2. A Spirituality of Testimony
Testimony makes its presence felt right from the beginning, and is weaved like a golden thread thoughout the gospel—at some times coming to the surface and glittering before our eyes, and at other times hidden beneath, from where we still see glints and flashes of light behind the individual encounters and conversations.

John the Baptist comes as someone testifying to the Lamb of God, and his testimony is so significant that we only here of Jesus’ baptism and the descent of the Spirit through him, rather than directly. In his conversation with Nicodemus, Jesus also speaks of his ministry as being one of ‘testifying’, and he later goes on to claim that his heavenly Father also testifies on his behalf (John 5.37, 8.18), thus satisfying the biblical requirement for a valid testimony to be attested by two witnesses.

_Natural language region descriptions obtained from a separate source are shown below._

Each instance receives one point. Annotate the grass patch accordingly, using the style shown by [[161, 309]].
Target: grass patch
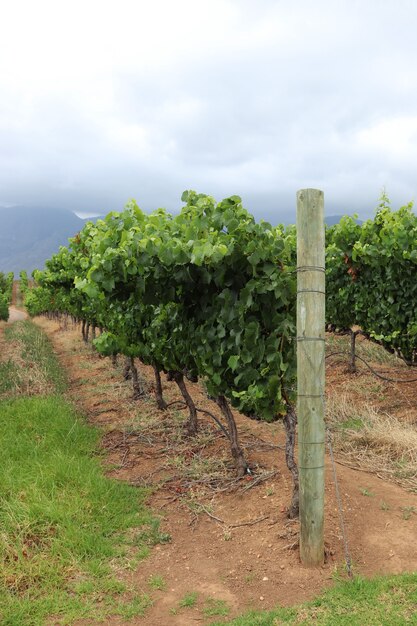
[[157, 582], [378, 602], [62, 522], [33, 367], [10, 379], [373, 440]]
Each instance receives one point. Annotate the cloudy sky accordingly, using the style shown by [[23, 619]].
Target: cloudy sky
[[102, 101]]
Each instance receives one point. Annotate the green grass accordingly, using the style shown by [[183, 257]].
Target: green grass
[[65, 529], [9, 377], [378, 602], [157, 582], [61, 520], [38, 356]]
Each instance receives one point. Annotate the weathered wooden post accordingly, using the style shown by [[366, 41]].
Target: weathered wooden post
[[310, 372]]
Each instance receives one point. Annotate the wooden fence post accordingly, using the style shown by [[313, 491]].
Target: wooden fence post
[[310, 372]]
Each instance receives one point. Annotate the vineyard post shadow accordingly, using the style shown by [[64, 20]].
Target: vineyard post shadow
[[310, 372]]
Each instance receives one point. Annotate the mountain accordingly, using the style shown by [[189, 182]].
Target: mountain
[[28, 237]]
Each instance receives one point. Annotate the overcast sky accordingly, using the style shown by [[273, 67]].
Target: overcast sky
[[102, 101]]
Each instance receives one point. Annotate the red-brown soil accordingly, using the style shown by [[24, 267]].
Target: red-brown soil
[[248, 556]]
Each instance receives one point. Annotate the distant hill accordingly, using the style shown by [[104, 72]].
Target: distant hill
[[28, 237]]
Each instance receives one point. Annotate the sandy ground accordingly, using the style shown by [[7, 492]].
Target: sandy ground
[[234, 544]]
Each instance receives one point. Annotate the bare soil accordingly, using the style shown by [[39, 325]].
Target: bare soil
[[232, 540]]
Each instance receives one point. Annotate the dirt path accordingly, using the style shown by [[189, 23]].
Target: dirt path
[[235, 544]]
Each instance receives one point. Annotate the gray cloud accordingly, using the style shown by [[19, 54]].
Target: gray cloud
[[277, 98]]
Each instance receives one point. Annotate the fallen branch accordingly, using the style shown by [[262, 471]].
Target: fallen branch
[[250, 523]]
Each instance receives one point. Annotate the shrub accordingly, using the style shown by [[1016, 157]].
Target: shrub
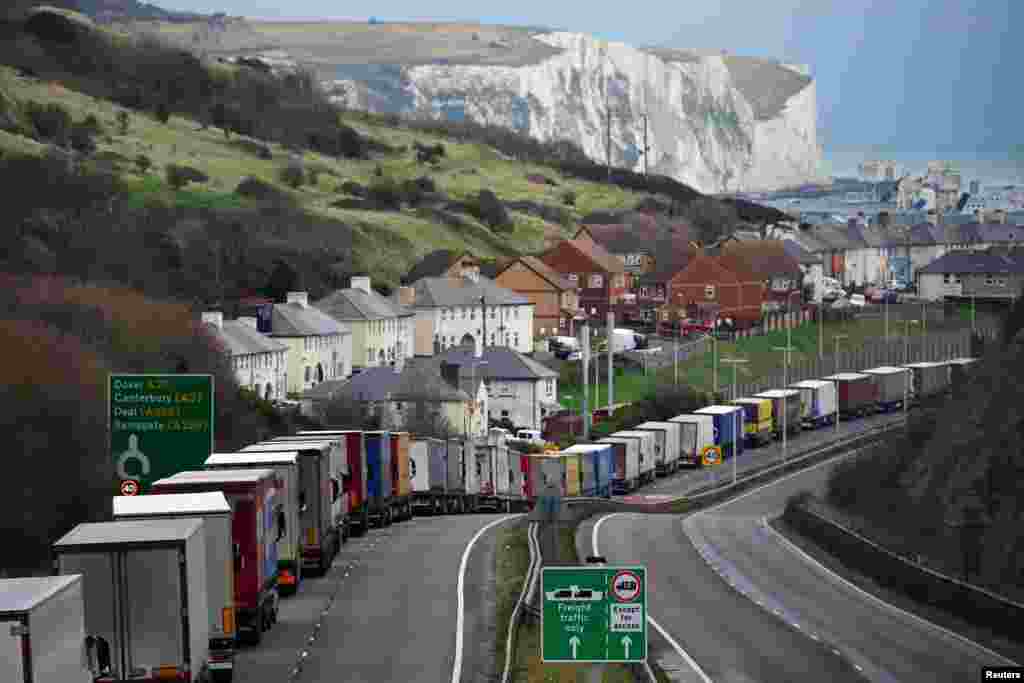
[[385, 194], [52, 122], [293, 174], [492, 212]]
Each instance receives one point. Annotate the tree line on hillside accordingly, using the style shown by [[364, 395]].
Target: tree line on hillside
[[58, 340], [963, 463]]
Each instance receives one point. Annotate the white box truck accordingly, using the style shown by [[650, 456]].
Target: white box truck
[[215, 512], [646, 452], [43, 630], [144, 592], [286, 466]]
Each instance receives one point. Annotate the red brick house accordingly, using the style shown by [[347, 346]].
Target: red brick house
[[706, 285], [600, 275]]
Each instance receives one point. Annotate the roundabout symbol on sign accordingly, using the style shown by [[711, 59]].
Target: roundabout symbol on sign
[[712, 455], [626, 586]]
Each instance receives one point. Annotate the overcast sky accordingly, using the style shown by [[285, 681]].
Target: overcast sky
[[909, 80]]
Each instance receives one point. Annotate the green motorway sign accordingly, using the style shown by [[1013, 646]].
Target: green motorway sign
[[159, 425], [594, 613]]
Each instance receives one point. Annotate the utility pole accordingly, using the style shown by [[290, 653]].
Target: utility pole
[[585, 367], [611, 361]]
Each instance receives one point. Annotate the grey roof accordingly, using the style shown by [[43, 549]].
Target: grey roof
[[352, 304], [292, 319], [434, 292], [973, 261], [129, 531], [794, 249], [24, 593], [419, 380], [242, 339], [502, 363]]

Other characters throughout the gospel express their belief through testimony. Many Samaritans come to faith because of the testimony of the woman at the well. The man born blind give what could be seen as the model testimony: ‘I do not know whether he is a sinner. I do know one thing—that although I was blind, now I can see’ (John 9.25). John’s account of Jesus’ resurrection appearances is interwoven with testimony, and the question of whether those who have not yet encountered the risen Lord will believe the testimony of those who have. This leads to what can be seen as the climax of the gospel: ‘Blessed are those who have not seen [that includes you, the reader] and yet believe’ (John 20.29). In this way, the whole gospel account is set out as testimony which invites our acceptance as true.

Spirituality is often thought to be a personal, interior thing; it is about the ‘inner life.’ But for John, this inner life only finds its true purpose when it is expressed outwardly; our own experience of God is only complete as we offer an account of our experience—our testimony—to others.